The Director of the Division of Girls Education, Lorpu Mannah said Bassa was the fifth county to receive the policy, after Lofa, Margibi, Nimba, and Rivercess.
Mannah said the initiative was aimed at helping parents to understand the importance of girls’ education. “This policy is there to get us to know more about how to take care of our girl child in school, what opportunities they need to get, [and] what they are not to do,” she said. She also disclosed that the presentation will also be made in the various districts of the county.
She believes that by presenting the document to the districts, district education officers, parents, and ordinary citizens would take ownership and know their responsibility to keep girls in school. It will also guide and promote affirmative action aimed at the progressive reduction of gender disparities in education and training as well as in management structures.
“It also establishes a legislative and institutional framework to initiate, coordinate, monitor and evaluate programs aimed at promoting gender equality in education, training and management; and to integrate gender and girls education issues into national, districts and community programs and plans,” she also disclosed.
The national policy cites several issues, including poverty, unemployment, single parenthood, child labor, early marriage, poro and sande societies, and maltreatment of children living by foster parents as common social economic and cultural factors affecting girls education in the country. To address these issues, the policy also provides for central government and local authorities to mobilize and provide specific funds to promote girls education.

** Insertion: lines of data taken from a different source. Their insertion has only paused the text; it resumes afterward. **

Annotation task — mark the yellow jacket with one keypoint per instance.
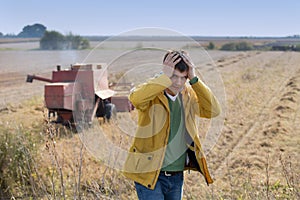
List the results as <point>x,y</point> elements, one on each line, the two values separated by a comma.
<point>146,155</point>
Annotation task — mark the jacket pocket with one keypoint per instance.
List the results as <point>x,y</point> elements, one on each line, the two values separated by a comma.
<point>138,162</point>
<point>192,160</point>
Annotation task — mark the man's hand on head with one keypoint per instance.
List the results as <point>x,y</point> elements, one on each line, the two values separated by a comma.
<point>169,63</point>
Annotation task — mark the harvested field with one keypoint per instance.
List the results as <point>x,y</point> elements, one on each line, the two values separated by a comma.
<point>255,156</point>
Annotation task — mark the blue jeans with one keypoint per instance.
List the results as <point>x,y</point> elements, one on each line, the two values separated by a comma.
<point>166,188</point>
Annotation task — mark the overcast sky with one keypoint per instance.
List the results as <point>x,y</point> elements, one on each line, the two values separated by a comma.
<point>194,17</point>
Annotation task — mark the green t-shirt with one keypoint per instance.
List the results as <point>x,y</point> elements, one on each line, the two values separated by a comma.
<point>175,155</point>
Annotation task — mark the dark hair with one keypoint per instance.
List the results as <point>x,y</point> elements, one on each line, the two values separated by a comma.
<point>181,66</point>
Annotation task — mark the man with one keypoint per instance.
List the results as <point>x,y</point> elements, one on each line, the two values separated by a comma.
<point>166,141</point>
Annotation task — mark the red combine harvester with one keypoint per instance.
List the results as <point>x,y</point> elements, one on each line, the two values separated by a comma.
<point>78,94</point>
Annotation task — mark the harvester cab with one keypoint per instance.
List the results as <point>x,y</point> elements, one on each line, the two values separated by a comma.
<point>78,94</point>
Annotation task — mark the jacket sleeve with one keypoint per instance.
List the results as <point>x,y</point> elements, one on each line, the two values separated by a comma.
<point>144,93</point>
<point>207,104</point>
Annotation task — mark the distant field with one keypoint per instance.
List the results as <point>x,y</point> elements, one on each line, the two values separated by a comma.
<point>256,154</point>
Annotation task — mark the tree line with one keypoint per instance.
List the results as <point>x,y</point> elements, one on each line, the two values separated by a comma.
<point>51,40</point>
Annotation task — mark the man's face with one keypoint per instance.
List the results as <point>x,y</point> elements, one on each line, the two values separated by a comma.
<point>178,80</point>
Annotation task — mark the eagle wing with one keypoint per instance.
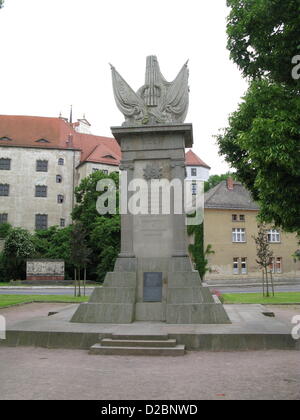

The document calls for mainstreaming girls focus and life skills training in academic curriculum, providing incentives, including scholarship and financial aid to girls in need, abolish traditional schools or poro and sande societies and implement policies, laws, and programs that will prevent girls from getting married and pregnant at an early age.
Mannah also noted that the achievement of the national policy is heavily dependent on the availability of funding, as the policy also requires that the Ministry of Education commits at least five percent of its budget to girls’ education.
Stakeholders at the forum praised the Ministry of Education for the national policy and called for a vigorous implementation. A district education officer in the county, Amos Teloe recommended to the ministry to include a penalty for violators of the policy, including its provisions against child labor, the use of children as breadwinners, maltreatment, and the use of students as sexual tools amongst others.
Another participant, Augustine Nimely called on the government to provide a time limit when the traditional school [sande and poro bushes] can operate during the year, to avoid a collision with the school calendar. Other participants also want the government to prescribe a definite dress code for students.
Parents and educational stakeholders received copies of the policy.